Perhaps, then, the non-cyclicity of “atomicity” phonologically is paralleled by its non-cyclicity semantically, as would need to be the case in a strict interpretation of derivation by phase within DM. We would need -ic NOT to trigger a phase, meaning it could not be the realization of a little a node. I believe we’d need to commit to a theory in which the phonological form of most derivational affixes are the realizations of roots, not of category determining heads. So -ic in “atomicity” could then be a root attached to a category neutral head that does not trigger a phase. This conclusion that derivational affixes include phonologically contentful but a-categorical roots has already been argued for by Lowenstamm (on phonological grounds) and by De Belder (on syntactic and semantic grounds). De Belder specifically claims that -ic does not have an inherent category; we can point to words like “music,” “attic,” “traffic,” “mimic,” etc., alongside of words that are N/Adj ambiguous like “agnostic,” “stoic,” mystic,” etc.

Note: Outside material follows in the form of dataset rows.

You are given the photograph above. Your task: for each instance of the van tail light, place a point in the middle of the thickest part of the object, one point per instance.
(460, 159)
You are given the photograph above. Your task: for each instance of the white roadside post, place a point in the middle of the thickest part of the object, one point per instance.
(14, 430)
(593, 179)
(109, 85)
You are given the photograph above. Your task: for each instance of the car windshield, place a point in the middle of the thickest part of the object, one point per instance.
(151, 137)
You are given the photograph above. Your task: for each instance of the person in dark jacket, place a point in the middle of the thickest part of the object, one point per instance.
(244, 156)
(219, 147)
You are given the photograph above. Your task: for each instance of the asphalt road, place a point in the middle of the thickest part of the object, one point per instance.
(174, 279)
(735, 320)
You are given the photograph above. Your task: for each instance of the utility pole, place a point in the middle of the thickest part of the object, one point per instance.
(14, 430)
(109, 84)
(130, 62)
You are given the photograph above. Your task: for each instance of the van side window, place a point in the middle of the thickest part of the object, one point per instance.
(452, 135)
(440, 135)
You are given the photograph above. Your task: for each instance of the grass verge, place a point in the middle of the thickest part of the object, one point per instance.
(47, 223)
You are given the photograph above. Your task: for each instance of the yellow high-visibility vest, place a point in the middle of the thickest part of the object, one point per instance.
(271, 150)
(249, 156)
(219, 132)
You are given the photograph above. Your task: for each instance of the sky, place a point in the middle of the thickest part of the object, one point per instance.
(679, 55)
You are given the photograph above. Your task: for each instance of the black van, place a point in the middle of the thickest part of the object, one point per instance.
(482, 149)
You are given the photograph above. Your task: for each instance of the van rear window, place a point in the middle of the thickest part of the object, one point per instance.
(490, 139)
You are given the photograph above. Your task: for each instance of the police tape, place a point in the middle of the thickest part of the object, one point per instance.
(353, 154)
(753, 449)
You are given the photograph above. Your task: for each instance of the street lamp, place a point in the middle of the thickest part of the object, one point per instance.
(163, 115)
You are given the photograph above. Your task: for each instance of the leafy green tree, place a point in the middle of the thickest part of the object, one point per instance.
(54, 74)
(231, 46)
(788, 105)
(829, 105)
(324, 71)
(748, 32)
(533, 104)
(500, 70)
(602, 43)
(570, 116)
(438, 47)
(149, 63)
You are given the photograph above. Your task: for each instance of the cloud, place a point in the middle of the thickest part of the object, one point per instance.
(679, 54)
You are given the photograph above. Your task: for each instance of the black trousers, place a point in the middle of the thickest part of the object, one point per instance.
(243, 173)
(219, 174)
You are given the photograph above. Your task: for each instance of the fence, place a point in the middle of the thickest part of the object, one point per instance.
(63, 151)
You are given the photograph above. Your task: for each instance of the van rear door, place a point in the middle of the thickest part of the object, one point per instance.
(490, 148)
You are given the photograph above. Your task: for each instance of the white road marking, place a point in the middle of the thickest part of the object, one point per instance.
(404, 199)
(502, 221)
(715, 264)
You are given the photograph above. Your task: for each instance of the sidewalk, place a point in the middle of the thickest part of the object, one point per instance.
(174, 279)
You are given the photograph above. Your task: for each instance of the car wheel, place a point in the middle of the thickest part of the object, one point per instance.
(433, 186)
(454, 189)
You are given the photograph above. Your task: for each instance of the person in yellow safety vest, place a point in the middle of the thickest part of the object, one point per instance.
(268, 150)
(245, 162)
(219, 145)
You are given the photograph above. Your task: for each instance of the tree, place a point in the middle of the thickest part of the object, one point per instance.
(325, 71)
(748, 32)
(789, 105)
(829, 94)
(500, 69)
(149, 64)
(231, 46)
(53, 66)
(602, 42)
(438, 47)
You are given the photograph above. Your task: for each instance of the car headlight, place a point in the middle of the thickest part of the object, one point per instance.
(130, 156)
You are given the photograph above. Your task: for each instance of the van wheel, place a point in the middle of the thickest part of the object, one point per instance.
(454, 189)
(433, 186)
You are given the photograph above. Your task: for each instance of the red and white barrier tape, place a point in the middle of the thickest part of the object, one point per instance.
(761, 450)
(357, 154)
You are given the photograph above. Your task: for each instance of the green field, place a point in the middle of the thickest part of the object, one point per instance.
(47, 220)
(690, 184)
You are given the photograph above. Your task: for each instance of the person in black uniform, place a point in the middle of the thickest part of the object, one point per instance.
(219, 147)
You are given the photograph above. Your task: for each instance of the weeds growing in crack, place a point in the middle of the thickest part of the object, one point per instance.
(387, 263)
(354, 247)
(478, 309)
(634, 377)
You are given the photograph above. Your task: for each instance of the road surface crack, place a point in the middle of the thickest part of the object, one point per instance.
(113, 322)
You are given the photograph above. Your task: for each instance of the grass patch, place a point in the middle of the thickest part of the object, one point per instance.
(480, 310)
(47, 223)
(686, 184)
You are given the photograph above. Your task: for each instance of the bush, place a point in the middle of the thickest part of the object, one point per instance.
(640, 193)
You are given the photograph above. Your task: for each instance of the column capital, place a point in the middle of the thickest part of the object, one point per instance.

In conclusion, although the within-phase domains of contextual allosemy and contextual allomorphy might diverge because null morphemes don’t intervene for the trigger/target relation of context/undergoer and what’s null in the phonology may differ from what’s null in the semantics, the phases that define the biggest domains from contextual allosemy/allomorphy might be the same. Standard DM assumes they are: one phase to rule them all.

7 Comments

  1. Daniel Harbour

    Very interesting thoughts about ‘atomicity’. A version of allosemy that emerges from my work on Kiowa-Tanoan (solo and with David Adger) is what I’ve taken to calling ‘proxy features’. In our Kiowa PCC paper, we used –participant in its literal denotation (excludes speaker and hearer) and as a proxy for ‘has mental state’ (third persons with the feature have mental states, those without are unspecified). Similarly, in my dissertation on Kiowa nouns classes (and later extension of the work to Jemez), number features were proxies for, e.g., collectivity, granularity, individuability, etc.

  2. Linnaea

    Thanks Alec. So, is there any reason to suppose that the distribution of such semantically null affixes should be restricted? I think all the examples you cite are root attaching/adjacent, which is consistent with the system allowing you to ‘delay’ commitment to a semantic (and phonological) interpretation for a root.

    • Alec Marantz

      Indeed, for locality of selection, these null affixes should be next to roots. However, one could imagine semantically/syntactically null affixes outside of category-defining affixes, depending on how one jiggers selection of affixes adjacent to other affixes that might potentiate them. For example, if “ic” were potentiated by “able” (counter to fact) one could imagine “abilicity” e.g. with null -ic. Imagining is short of working this out and looking for the predicted cases, however. If there are any young folk reading this, there’s a paper here for you.

  3. Luke Adamson

    Re: the discussion of -ic in “atomicity” — does every root need to be categorized, or not? How would a root -ic “attach to a category neutral head” without violating the Categorization Assumption?

    • Alec Marantz

      Good question! Do we want category heads that satisfy the need for roots to be categorized to include category neutral category heads? Do we want to allow delayed gratification for a root’s need to be categorized? Many options come to mind for investigation.

      • Luke Adamson

        It would definitely be interesting if some of the non-cyclic “categorizing heads” were the ones that are apparently categorizing but are actually category-flexible (though I’m not sure I understand what it means to be category-defining but simultaneously agnostic about the category).

        But if we’re allowing for (what are essentially) non-categorizing categorizing heads, why bring roots into the picture at all? It seems like -ic could just be the realization of a non-cyclic, non-categorizing categorizing head.

        • Alec Marantz

          Indeed — that possibility should be explored.